The last time I indicated some of what I am suggesting in this post, it earned me two emails rapping me on the knuckles for being off message.
As a Liberal inside the Lib Dems, they were certainly right about that.
But there comes a point, you are in a radical centrist thinktank, that you have to be.
I had pointed out that the liberal and social democrat ideology – which seemed so well matched in 1988 when the Lib Dem party was formed – may now be pulling in opposite directions.
I was addressing quite a big fringe meeting at party conference, and I got the audience to put up their hands if they thought that parents should be the ultimate arbiters of whether or not children should miss school for educational opportunities (the Liberal approach) or whether professionals ought to decide on their behalf (the Social Democrat approach).
The hands were surprisingly equally divided.
Then there was the question of the sale of council houses to their tenants. When Margaret Thatcher first put the proposal to the Commons, the Liberals backed the basic idea.
That was before it was clear that those low-rent homes wouldn’t be replaced, of course it then became beyond either ideology.
So where would you stand on the basic idea of giving away council homes and then replacing them? Do you back it (Lib) or oppose it on the grounds that anything else would be naive?
Once again, the hands were equally divided.
Why talk about this now? Because we are about to face one of those issues which come along only occasionally, where the two ideologies may be on opposite sides.
Boris Johnson is working on a proposal for passports to allow those who have had covid to go freely into restaurants, pubs or other events. Michael Gove has suggested that they should add in, for example, anyone who has had a recent test – and maybe other measures to show we are covid free.
My understanding is that the idea of passports is opposed by about half the Conservative parliamentary party, which means they will have to rely on Labour votes to force the measure through.
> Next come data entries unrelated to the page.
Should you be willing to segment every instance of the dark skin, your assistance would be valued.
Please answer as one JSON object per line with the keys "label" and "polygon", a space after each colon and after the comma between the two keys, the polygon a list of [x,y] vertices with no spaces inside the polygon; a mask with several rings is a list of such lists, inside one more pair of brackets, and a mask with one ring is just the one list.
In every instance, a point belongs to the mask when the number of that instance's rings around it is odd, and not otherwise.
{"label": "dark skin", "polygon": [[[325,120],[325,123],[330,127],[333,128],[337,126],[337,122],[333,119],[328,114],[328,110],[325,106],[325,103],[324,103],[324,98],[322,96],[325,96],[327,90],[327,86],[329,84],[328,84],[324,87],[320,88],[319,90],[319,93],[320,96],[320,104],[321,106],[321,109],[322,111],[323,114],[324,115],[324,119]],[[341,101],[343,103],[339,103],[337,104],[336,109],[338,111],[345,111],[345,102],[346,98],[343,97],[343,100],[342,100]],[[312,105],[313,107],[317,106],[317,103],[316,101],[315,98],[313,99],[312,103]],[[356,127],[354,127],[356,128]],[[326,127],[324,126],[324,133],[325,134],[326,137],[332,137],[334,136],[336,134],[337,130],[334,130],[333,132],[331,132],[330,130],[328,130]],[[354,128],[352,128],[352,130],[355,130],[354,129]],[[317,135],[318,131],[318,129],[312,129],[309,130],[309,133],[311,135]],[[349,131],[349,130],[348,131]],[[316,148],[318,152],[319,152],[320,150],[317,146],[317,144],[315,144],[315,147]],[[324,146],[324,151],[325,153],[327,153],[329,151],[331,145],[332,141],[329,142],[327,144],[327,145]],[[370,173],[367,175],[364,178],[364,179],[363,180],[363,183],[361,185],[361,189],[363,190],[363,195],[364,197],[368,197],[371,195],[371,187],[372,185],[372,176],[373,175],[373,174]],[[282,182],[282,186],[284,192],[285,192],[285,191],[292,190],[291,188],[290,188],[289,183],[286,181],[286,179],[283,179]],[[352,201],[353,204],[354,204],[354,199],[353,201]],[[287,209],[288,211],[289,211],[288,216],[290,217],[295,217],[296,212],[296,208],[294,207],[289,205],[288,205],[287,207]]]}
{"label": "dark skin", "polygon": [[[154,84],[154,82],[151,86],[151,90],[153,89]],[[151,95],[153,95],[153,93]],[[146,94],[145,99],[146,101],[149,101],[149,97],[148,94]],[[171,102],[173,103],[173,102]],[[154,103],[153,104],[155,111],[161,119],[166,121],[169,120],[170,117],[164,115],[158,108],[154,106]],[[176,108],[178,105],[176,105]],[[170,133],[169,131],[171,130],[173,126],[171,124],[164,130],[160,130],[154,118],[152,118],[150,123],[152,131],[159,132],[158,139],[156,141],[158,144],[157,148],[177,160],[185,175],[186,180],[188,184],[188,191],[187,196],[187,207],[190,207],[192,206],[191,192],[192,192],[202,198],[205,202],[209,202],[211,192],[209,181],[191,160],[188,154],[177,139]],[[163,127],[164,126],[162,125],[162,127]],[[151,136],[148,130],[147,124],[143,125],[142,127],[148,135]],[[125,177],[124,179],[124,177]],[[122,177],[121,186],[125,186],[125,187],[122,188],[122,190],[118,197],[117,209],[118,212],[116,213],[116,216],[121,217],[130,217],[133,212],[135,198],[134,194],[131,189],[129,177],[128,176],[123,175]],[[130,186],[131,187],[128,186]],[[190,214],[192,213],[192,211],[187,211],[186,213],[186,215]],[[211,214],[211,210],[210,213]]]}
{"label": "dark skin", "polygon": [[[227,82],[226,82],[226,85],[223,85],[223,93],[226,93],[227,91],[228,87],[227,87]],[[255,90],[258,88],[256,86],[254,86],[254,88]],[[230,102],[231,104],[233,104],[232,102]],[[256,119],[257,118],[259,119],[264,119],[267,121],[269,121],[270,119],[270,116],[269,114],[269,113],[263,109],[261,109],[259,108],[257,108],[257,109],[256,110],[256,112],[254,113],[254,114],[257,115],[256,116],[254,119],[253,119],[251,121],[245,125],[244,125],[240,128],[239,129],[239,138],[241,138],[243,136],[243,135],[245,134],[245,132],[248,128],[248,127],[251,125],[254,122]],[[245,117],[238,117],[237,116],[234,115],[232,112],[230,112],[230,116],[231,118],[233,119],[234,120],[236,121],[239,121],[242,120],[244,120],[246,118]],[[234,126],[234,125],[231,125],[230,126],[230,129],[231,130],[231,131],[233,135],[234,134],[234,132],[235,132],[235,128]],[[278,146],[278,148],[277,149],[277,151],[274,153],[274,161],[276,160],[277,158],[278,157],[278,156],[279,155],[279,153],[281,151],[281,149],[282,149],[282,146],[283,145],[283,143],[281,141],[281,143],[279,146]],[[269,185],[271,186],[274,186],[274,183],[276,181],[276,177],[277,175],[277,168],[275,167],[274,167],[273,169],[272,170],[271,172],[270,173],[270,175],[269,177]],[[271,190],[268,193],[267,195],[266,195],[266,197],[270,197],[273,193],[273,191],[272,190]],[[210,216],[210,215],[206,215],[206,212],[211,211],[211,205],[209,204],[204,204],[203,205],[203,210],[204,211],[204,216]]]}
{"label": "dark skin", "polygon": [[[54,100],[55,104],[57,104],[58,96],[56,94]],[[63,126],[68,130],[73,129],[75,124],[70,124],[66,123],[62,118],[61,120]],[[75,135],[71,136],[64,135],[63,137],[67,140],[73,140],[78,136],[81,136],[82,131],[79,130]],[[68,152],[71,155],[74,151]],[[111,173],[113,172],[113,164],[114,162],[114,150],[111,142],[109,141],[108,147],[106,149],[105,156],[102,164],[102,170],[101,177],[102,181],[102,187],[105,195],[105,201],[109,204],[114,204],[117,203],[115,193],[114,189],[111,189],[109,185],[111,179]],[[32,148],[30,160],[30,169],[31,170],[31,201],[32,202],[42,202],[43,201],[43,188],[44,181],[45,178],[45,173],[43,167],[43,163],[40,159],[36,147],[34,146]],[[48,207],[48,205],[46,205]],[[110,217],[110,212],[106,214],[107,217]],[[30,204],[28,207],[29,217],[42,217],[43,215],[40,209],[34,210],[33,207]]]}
Unusually, it matters which way the Lib Dems jump. Do they go with the Fabian approach that believes in professional knowledge, with the mainstream left, or do they remember their Liberal roots (“trust in the people tempered by prudence”)?
Stephen Gwynne says
Interesting. A friend and I are having the same debate but with liberty as the focus rather than the two sides of liberty, liberalism (negative rights) and social democracy (positive rights).
For my friend it is liberalism all the way. The State shouldn’t intrude on civil liberties unless under exceptional circumstances because of the ratchet effect of precedence.
For myself, I think the issue is much broader than the protection of civil liberties and needs to be seen in a long term timeframe. This includes incorporating the distinct likelihood that there will be another global pandemic whether it is SARS 3 or something else. Especially under conditions of human population growth and the continued destruction of wild Nature.
This means we need to prepare for the future likelihood of a deadly virus and as such, rather than prematurely halting the development of vaccine passports, we need to continue the momentum and complete the necessary infrastructure in order to ensure future resilience.
So whilst there is a disruption to civil liberties in the short term, in the long term, this temporary disruption will ensure that we have more discerning systems that will better enable the economy to be functioning as well as having ‘conditioned’ society to be better prepared and more compliant to the necessary technology that has served Asian countries so well. Countries that learnt their lessons from SARS 1.
Within this broader and longer term perspective, liberalism and social democracy aren’t distinct, but very much cojoined.
Laurence says
Adam Doughty makes some good points on this in his New Statesman article: https://www.newstatesman.com/politics/uk/2021/04/are-vaccine-passports-threat-human-rights
At the beginning of the pandemic there were apps that were designed to detect if you had been in close proximity to someone who subsequently tested positive and so needed to self-isolate. Some of those were designed so that everyone was anonymous and I would not see these as a restriction on freedom. If the ‘vaccine passport’ could be designed to allow a similar level of anonymity then I would have few qualms; the real danger to freedom for me comes from databases that combine data from many sources.